Fortunately, we were able to speak with his boss by phone, who clarified that our drop off spot should be between Terminals 2E and 2F. That essential piece of business squared away, we settled in for a long ride.
My husband Tom is pretty good when we travel about initiating conversation and engaging with people in their language. He’s the one who actually studies the language ahead of time while I figure I will magically remember it all from my studies in 1971. Tom began to try out his French with the driver while I paged through my phrase book, staying well behind in the conversation. How long had the driver been in Paris, did he have family here, etc. Then it was the driver’s turn to as ask where we are from and how long are we staying?
The United States. Virginia. Not very far from Washington DC. Two weeks. Yes. Oui.
The basics covered, we lapsed into silence.
The basics covered, we lapsed into silence.
Then the driver asked hopefully, do you have an h’oo-BEAR in Virginia? I frowned. I flipped through my French dictionary. h’OO-Bear. h’Oo-bear. I’m thinking about a quarterback. Tom looks at me and shrugs. Then the driver resorted to charades. “I (point) work (motion of driving car) for h’oo-BEAR. Do you have h’oo-BEAR in Virginia?”
Oh! Uber! He drives for Uber! Yes! Oui! We have Uber in Virginia! Nous avons h’oo-BEAR!
Connection made.
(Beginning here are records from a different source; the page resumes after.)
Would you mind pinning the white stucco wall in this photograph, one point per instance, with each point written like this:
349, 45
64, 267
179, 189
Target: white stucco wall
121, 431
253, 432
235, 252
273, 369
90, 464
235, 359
We found something in common. We talked nearly nonstop the rest of the way. He showed us pictures of Tunisia on his phone - the seacoast with turquoise water and colorful boats, ancient Roman ruins in Carthage. He taught us how to correctly say some French words and we taught him some English pronunciations. We figured out how to make some little jokes and then laugh at them.
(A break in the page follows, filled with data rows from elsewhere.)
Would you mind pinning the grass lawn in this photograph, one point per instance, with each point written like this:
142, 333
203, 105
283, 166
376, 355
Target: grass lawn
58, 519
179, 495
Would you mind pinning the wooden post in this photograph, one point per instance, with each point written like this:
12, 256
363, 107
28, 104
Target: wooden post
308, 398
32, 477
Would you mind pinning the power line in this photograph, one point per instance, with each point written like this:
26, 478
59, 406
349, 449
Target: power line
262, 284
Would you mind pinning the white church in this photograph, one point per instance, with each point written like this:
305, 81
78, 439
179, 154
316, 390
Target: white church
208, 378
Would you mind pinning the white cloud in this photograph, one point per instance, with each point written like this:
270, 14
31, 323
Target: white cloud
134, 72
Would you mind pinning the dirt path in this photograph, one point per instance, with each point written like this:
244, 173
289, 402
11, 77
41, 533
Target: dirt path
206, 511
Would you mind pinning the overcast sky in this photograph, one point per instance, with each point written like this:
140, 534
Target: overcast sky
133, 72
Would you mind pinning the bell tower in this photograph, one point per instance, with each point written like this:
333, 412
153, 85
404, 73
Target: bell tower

Tom asked him if he felt more like a Tunisian or a Frenchman after living in France for 9 years. The driver immediately said, "Both. It is like having a mother and a father. Tunisia is like my father. France is like my mother. I love them both. They are both good to me. No need to choose which is better. They are both better."
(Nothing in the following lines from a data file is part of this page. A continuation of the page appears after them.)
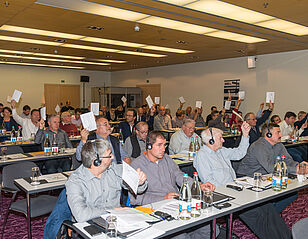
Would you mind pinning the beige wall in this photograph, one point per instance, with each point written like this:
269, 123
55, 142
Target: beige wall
31, 80
284, 73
We were all smiles when we reached our rental car. It had been a real joy to find a way to connect for a little while with someone so different from us, to share not only a ride but ourselves. To learn from and to teach, give and take, finding a commonality in something as small as the use of the same ride-sharing service. We didn't need to talk about Muslim and Christian or about Arab and Anglo or about politics - none of which we were likely to have in common. We talked about how beautiful the Mediterranean Sea is. How bold those “moto" drivers are whizzing past us on two wheels between lanes. How great it is to love both your mother, your mere, and your father, your pere. How great it is to learn how to say Thank you for teaching us to speak your language. We parted with the words Merci, merci, bon voyage! Have a good trip! Merci!
I like that the French word for thank you is “merci.” Of course I think of mercy. Because as I traveled around, bumbling with the language, needing help all the time with practically everything, it felt so right to say to everyone, Merci. For me it was not just “thank you,” but “thank you for having mercy on me. Thank you for your kindness as I struggle. Thank you for being merciful instead of impatient.”
Jesus almost missed his chance to make a connection with the Canaanite woman. He focused on their differences. She never denied there were differences. She just said, have mercy. That’s all I’m asking. Fortunately, when she showed him their connection, he remembered his mercy and forgot his impatience, and they understood each other. Despite their differences, they chose to connect. He was a Jew and she was a Canaanite and it turned out that there was no need to take sides, to choose which is better. They were both better.